Réalisé avec des musiciens comme Wendy Melvoin (Prince & The Revolution, Madonna, Neil Finn), le guitariste Blake Mills (Fiona Apple, Alabama Shakes, Dawes, Bob Dylan, Randy Newman), le bassiste Gabe Noel (Kamasi Washington, Father John Misty) et le guitariste pedal steel Rich Hinman (k.d. lang, Tanya Tucker), Wary + Strange montre que Kiah est tout à fait prêt à s'aventurer en terrain inconnu. Sur la réimagination de "Black Myself", par exemple, elle s'écarte de la version brillante et provocante qui ouvre Songs of Our Native Daughters (un album de 2019 coproduit par sa compagne Rhiannon Giddens), amplifiant la tension cinétique du morceau et, en retour, augmentant totalement la puissance de son message. " 'Black Myself' est la première chanson que j'ai écrite qui était conflictuelle ", dit Kiah. "J'ai toujours mis un point d'honneur à chanter des chansons auxquelles tout le monde peut s'identifier, mais c'était quelque chose qui bouillonnait en moi depuis longtemps, et le fait de travailler avec trois autres femmes noires dans Our Native Daughters m'a permis d'avoir enfin le courage d'exprimer ces mots. L'accueil réservé à la chanson jusqu'à présent m'a donné l'espoir qu'il existe des personnes prêtes à affronter le traumatisme commun du racisme, à regarder en nous-mêmes et à voir comment nous perpétuons peut-être des croyances racistes, et à faire ce qu'il faut pour créer l'égalité pour tous."

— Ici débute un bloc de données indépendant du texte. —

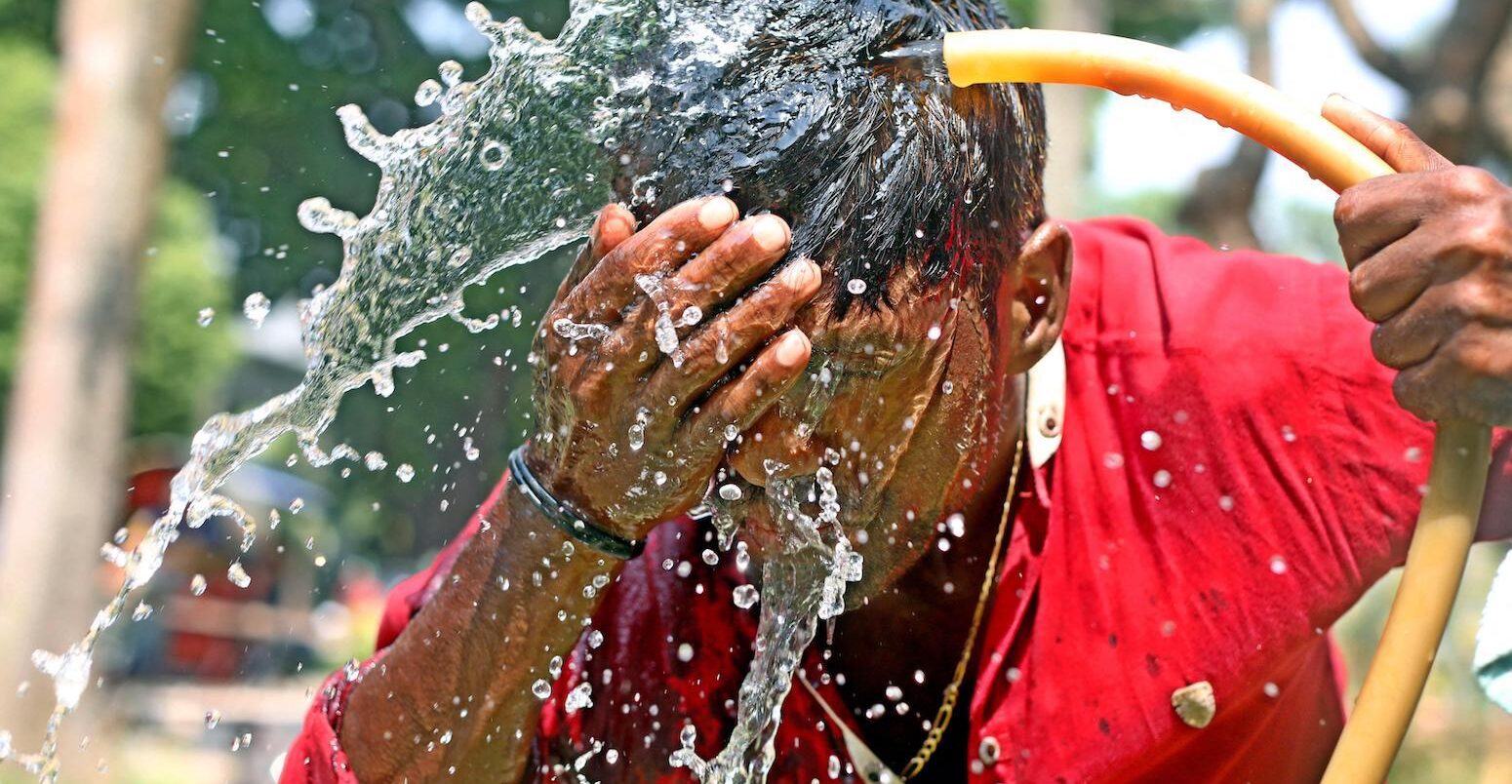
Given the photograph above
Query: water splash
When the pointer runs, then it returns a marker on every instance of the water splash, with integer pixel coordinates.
(513, 168)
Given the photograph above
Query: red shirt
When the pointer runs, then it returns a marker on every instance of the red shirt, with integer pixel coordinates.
(1284, 486)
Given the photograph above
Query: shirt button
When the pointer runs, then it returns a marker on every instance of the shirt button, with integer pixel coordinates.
(989, 750)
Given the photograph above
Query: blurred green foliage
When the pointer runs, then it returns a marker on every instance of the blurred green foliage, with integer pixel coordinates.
(176, 358)
(255, 132)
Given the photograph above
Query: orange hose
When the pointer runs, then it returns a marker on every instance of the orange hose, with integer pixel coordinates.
(1461, 451)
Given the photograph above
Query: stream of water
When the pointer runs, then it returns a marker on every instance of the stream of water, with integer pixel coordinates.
(513, 168)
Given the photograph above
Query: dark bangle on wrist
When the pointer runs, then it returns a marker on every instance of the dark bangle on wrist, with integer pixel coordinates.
(574, 523)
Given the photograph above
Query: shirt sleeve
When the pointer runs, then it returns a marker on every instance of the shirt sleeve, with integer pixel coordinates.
(1276, 348)
(316, 756)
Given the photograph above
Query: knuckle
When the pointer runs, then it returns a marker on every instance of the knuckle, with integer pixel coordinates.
(1361, 294)
(1346, 209)
(1384, 344)
(1473, 183)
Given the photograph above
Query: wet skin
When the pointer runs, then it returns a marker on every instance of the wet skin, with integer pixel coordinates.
(1431, 264)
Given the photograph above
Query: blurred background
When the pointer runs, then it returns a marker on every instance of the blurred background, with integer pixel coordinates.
(148, 278)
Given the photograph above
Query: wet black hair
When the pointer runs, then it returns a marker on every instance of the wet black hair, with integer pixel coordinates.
(874, 162)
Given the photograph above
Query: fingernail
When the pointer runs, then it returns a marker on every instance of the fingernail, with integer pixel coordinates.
(770, 233)
(800, 274)
(792, 348)
(717, 212)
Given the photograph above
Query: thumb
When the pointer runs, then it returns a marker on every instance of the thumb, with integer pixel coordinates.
(1394, 142)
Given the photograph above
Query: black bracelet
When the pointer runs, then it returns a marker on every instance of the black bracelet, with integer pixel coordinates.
(564, 517)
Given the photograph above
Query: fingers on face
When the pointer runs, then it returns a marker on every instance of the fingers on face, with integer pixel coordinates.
(610, 228)
(750, 395)
(661, 247)
(732, 335)
(725, 269)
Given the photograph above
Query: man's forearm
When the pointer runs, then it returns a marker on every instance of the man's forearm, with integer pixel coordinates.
(453, 695)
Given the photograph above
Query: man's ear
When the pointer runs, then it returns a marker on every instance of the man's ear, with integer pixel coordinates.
(1034, 294)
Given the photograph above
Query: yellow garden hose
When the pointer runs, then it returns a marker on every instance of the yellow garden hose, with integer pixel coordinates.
(1461, 453)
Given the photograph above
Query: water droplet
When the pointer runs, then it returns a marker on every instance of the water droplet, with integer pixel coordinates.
(494, 156)
(426, 93)
(256, 308)
(580, 696)
(745, 597)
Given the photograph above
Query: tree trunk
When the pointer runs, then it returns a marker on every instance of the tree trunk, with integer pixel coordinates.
(62, 482)
(1069, 112)
(1454, 93)
(1220, 203)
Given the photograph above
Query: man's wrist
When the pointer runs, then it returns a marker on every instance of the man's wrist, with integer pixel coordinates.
(564, 516)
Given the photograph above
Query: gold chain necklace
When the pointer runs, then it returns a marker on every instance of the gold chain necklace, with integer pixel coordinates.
(868, 764)
(947, 709)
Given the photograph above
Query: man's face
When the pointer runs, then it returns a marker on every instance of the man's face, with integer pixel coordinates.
(895, 402)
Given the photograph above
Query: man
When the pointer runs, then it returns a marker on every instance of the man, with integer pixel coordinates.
(1220, 473)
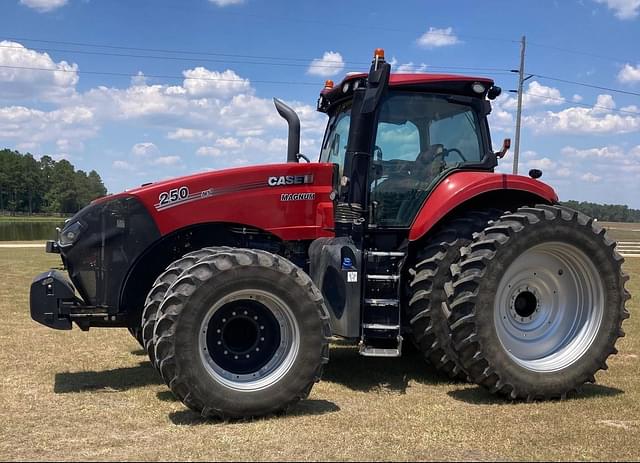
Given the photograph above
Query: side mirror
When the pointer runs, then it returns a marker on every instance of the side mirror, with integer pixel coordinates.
(506, 144)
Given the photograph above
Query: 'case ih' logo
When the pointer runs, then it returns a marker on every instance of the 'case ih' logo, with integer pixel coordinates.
(290, 180)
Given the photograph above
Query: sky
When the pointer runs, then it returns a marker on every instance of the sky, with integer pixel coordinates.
(142, 90)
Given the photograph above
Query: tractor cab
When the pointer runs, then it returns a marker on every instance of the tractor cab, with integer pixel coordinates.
(393, 138)
(426, 126)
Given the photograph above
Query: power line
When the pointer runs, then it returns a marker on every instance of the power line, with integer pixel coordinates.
(586, 105)
(579, 52)
(160, 76)
(164, 50)
(178, 58)
(324, 23)
(584, 84)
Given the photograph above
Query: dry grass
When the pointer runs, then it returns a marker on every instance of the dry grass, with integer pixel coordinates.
(93, 396)
(622, 231)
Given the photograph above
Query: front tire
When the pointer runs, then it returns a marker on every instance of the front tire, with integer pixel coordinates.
(243, 333)
(159, 290)
(538, 304)
(427, 308)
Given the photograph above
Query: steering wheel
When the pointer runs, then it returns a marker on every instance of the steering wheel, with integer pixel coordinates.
(446, 153)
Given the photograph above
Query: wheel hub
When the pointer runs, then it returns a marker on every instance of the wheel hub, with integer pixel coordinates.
(549, 306)
(525, 304)
(247, 338)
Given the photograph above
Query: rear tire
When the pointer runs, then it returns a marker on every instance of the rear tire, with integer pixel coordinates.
(159, 290)
(538, 304)
(427, 307)
(242, 333)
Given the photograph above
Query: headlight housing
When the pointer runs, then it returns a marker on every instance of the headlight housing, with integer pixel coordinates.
(70, 234)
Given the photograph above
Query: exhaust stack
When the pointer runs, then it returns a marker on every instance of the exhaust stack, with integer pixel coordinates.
(293, 144)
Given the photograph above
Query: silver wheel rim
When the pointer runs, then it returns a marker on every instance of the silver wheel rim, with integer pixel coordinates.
(549, 307)
(279, 363)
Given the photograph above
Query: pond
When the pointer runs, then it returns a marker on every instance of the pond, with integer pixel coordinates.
(29, 230)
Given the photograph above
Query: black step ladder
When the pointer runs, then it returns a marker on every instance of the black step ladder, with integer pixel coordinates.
(381, 323)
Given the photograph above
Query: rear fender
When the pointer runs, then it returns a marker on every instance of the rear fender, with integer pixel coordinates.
(462, 187)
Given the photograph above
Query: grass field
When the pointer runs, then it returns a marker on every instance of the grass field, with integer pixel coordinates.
(94, 396)
(33, 218)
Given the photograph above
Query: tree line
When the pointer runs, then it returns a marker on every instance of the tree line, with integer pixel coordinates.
(606, 212)
(29, 185)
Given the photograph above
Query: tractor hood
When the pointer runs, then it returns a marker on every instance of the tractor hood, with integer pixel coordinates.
(290, 200)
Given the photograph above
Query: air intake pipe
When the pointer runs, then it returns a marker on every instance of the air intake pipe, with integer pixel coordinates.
(293, 145)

Dans son entrelacement gracieux de commentaires politiques et de révélations personnelles, Kiah insuffle à "Black Myself" une puissante vulnérabilité qui se développe et s'approfondit tout au long de Wary + Strange. À cette fin, le sublimement dévastateur "Wild Turkey" raconte les conséquences de la noyade de sa mère dans le fleuve Tennessee, ainsi que le parcours de Kiah, qui est passé du déni de la colère à l'acceptation avec un cœur lourd. "Pendant longtemps, je n'ai pas compris que lorsque les gens se suicident, c'est parce qu'ils croient que le monde sera meilleur sans eux", dit-elle. "Je pensais que [ma mère] l'avait fait parce qu'elle ne nous aimait pas vraiment ou ne se souciait pas de moi et de mon père, et j'ai interprété cela comme un abandon. Écrire cette chanson était une façon de faire amende honorable pour ce qui s'est passé et de reconnaître que m'engourdir ne fonctionnerait pas pour moi à long terme." Exemple brillant de la production ingénieuse de l'album, les sonorités surnaturelles et les voix de fond rêveuses de la chanson évoquent l'effet troublant d'être submergé sous l'eau. "Je me souviens avoir entendu ça pour la première fois et avoir pleuré", souligne Kiah. "C'est ce genre d'attention aux détails qui a fait de ce disque l'une des plus grandes joies de ma vie".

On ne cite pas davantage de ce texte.